Biomarkers in Predicting Response to Treatment in Patients With Newly Diagnosed Stage III or Stage IV Head and Neck Cancer Treated With Carboplatin, Paclitaxel, and Radiation Therapy

Head and Neck Cancer Clinical Trial

Official title:
Biomarkers of Survival in HNSCC

Clinical Trial Details — Status: Terminated

Administrative data
NCT number NCT00898430
Other study ID # VICC HN 0392
Secondary ID P30CA068485VU-VI
Status Terminated
Phase N/A
First received May 9, 2009
Last updated March 29, 2013
Start date November 2003
Est. completion date February 2011

Study information
Verified date March 2013
Source Vanderbilt-Ingram Cancer Center
Contact n/a
Is FDA regulated No
Health authority United States: Food and Drug Administration
Study type Observational

Clinical Trial Summary

RATIONALE: Studying samples of tumor tissue from patients with cancer in the laboratory may help doctors learn more about changes that occur in DNA and identify biomarkers related to cancer.
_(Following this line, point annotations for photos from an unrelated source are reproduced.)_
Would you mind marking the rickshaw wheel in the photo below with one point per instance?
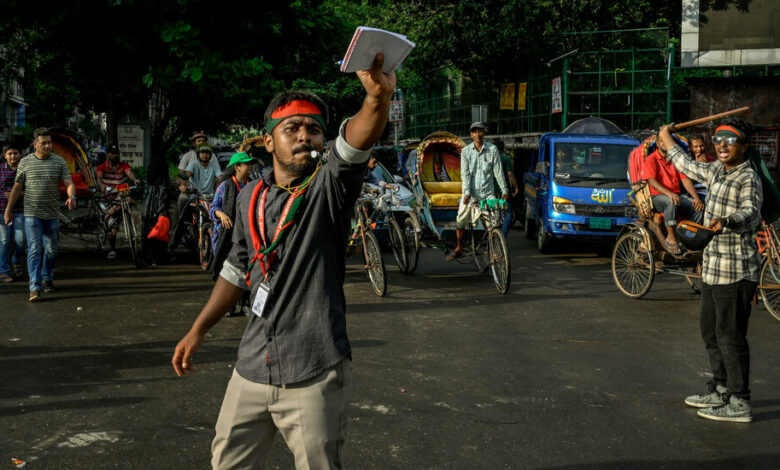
(132, 240)
(499, 260)
(204, 246)
(397, 244)
(411, 242)
(633, 265)
(375, 265)
(770, 277)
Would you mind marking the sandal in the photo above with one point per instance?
(673, 248)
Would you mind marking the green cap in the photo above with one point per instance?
(240, 157)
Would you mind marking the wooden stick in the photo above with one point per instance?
(711, 118)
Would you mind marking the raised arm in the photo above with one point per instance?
(365, 127)
(692, 169)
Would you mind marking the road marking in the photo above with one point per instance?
(87, 438)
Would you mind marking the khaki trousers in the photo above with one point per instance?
(310, 415)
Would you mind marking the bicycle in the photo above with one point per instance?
(194, 227)
(121, 202)
(363, 235)
(769, 277)
(490, 249)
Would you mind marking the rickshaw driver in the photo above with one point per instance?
(731, 265)
(480, 162)
(665, 180)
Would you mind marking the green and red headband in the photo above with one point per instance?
(295, 108)
(730, 131)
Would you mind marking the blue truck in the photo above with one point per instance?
(578, 188)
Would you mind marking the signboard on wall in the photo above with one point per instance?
(396, 111)
(521, 90)
(557, 96)
(507, 96)
(131, 144)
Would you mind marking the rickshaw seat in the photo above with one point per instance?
(451, 166)
(443, 194)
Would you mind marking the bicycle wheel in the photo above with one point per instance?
(204, 245)
(411, 242)
(769, 286)
(499, 260)
(633, 265)
(375, 265)
(397, 244)
(132, 239)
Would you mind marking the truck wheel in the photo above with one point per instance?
(530, 224)
(543, 240)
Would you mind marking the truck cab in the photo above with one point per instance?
(578, 188)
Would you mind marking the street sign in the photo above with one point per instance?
(396, 111)
(131, 144)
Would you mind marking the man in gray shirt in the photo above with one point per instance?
(39, 175)
(294, 371)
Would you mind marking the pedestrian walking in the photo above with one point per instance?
(199, 139)
(222, 210)
(480, 163)
(730, 268)
(39, 175)
(294, 367)
(11, 235)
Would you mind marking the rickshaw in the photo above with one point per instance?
(640, 252)
(437, 185)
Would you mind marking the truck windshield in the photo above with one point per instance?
(590, 163)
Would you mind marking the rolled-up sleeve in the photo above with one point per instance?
(234, 268)
(465, 172)
(347, 152)
(748, 216)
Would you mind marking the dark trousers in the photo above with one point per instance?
(725, 310)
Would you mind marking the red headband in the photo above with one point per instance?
(734, 130)
(294, 108)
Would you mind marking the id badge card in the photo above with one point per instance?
(260, 299)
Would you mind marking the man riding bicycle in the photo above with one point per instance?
(110, 174)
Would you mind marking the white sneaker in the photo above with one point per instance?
(736, 410)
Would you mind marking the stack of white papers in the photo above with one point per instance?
(368, 42)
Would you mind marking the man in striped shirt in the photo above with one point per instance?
(730, 269)
(39, 175)
(480, 164)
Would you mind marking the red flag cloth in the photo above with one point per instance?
(160, 229)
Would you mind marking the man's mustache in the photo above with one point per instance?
(303, 148)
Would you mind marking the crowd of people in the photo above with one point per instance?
(288, 229)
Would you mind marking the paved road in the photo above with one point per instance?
(563, 372)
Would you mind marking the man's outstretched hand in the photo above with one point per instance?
(377, 83)
(182, 355)
(365, 128)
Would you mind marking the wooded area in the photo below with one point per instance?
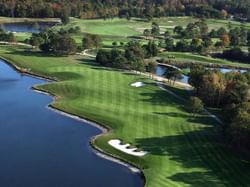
(240, 9)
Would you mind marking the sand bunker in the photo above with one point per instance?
(126, 148)
(138, 84)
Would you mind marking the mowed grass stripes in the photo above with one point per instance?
(184, 150)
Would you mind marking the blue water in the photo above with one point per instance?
(26, 27)
(40, 148)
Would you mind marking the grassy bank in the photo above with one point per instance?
(184, 150)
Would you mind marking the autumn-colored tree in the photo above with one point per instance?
(225, 40)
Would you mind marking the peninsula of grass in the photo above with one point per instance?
(18, 20)
(184, 150)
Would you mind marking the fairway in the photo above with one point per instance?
(183, 150)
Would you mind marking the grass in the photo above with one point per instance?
(189, 57)
(184, 150)
(13, 20)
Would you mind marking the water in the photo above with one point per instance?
(27, 27)
(160, 70)
(39, 147)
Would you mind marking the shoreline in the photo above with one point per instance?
(104, 129)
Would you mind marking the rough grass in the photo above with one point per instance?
(189, 57)
(184, 150)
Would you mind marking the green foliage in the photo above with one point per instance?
(195, 105)
(91, 41)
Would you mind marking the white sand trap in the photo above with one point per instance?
(124, 148)
(138, 84)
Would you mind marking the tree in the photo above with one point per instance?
(36, 40)
(195, 105)
(63, 45)
(155, 31)
(221, 31)
(178, 30)
(195, 77)
(151, 67)
(146, 33)
(65, 16)
(87, 42)
(225, 40)
(169, 42)
(90, 41)
(172, 74)
(182, 46)
(151, 49)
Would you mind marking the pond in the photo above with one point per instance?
(31, 27)
(160, 70)
(41, 148)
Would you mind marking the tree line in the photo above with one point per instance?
(231, 93)
(130, 57)
(126, 8)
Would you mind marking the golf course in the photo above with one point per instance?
(183, 149)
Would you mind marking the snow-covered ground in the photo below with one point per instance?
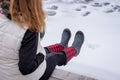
(100, 22)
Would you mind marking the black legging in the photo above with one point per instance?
(52, 60)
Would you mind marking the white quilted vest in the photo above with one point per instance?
(11, 36)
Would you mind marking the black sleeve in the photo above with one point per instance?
(28, 60)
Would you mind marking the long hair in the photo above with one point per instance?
(28, 13)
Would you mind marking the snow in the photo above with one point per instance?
(99, 56)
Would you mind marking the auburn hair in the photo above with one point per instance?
(28, 13)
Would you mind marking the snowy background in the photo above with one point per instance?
(100, 22)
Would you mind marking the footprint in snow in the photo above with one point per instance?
(51, 13)
(77, 9)
(97, 5)
(93, 46)
(53, 7)
(86, 13)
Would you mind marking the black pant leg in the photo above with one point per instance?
(52, 60)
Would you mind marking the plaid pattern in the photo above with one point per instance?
(55, 48)
(70, 53)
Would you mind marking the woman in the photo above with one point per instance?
(22, 57)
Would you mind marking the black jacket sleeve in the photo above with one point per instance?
(28, 60)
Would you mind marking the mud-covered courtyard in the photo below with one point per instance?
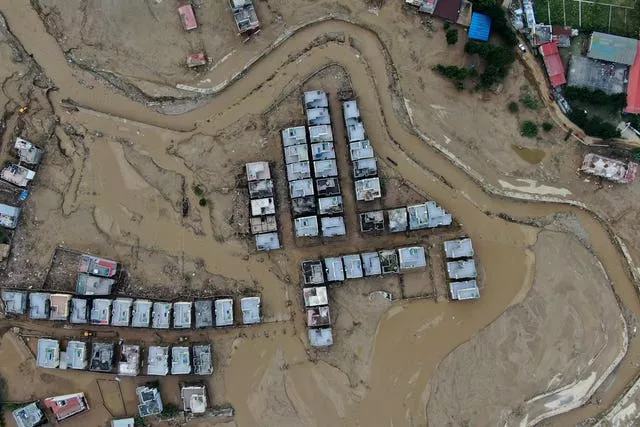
(128, 132)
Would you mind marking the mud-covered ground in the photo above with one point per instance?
(114, 186)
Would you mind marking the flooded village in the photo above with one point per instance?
(275, 212)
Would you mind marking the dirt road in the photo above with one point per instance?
(397, 349)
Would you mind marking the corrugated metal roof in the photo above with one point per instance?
(480, 27)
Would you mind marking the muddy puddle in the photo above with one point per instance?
(530, 155)
(412, 337)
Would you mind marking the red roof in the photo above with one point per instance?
(633, 89)
(188, 17)
(553, 62)
(448, 9)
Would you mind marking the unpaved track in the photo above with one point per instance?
(370, 72)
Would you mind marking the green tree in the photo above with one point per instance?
(452, 36)
(529, 129)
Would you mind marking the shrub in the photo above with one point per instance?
(530, 101)
(452, 36)
(529, 129)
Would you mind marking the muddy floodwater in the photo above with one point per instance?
(412, 337)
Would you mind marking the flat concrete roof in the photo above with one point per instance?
(180, 360)
(224, 312)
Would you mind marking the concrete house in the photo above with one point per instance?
(320, 133)
(298, 170)
(48, 353)
(464, 290)
(461, 269)
(365, 168)
(202, 360)
(321, 337)
(129, 363)
(79, 310)
(158, 361)
(39, 305)
(352, 266)
(301, 188)
(410, 258)
(330, 205)
(121, 311)
(461, 248)
(318, 316)
(371, 264)
(102, 355)
(332, 226)
(315, 296)
(161, 316)
(100, 311)
(258, 171)
(306, 226)
(182, 315)
(334, 269)
(371, 221)
(368, 189)
(267, 241)
(294, 136)
(15, 302)
(312, 272)
(59, 306)
(76, 355)
(328, 187)
(180, 360)
(224, 312)
(360, 150)
(141, 313)
(250, 310)
(203, 313)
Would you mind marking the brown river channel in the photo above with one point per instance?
(401, 359)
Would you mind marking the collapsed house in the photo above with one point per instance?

It may also help doctors predict how patients will respond to treatment.

PURPOSE: This research study is looking at biomarkers in predicting response to treatment in patients with newly diagnosed stage III or stage IV head and neck cancer treated with carboplatin, paclitaxel, and radiation therapy.

Description:

OBJECTIVES:

- Determine if gene expression patterns that correlate with treatment response and survival can be identified using DNA microarrays in patients with newly diagnosed head and neck squamous cell carcinoma (HNSCC) treated with carboplatin, paclitaxel, and radiotherapy.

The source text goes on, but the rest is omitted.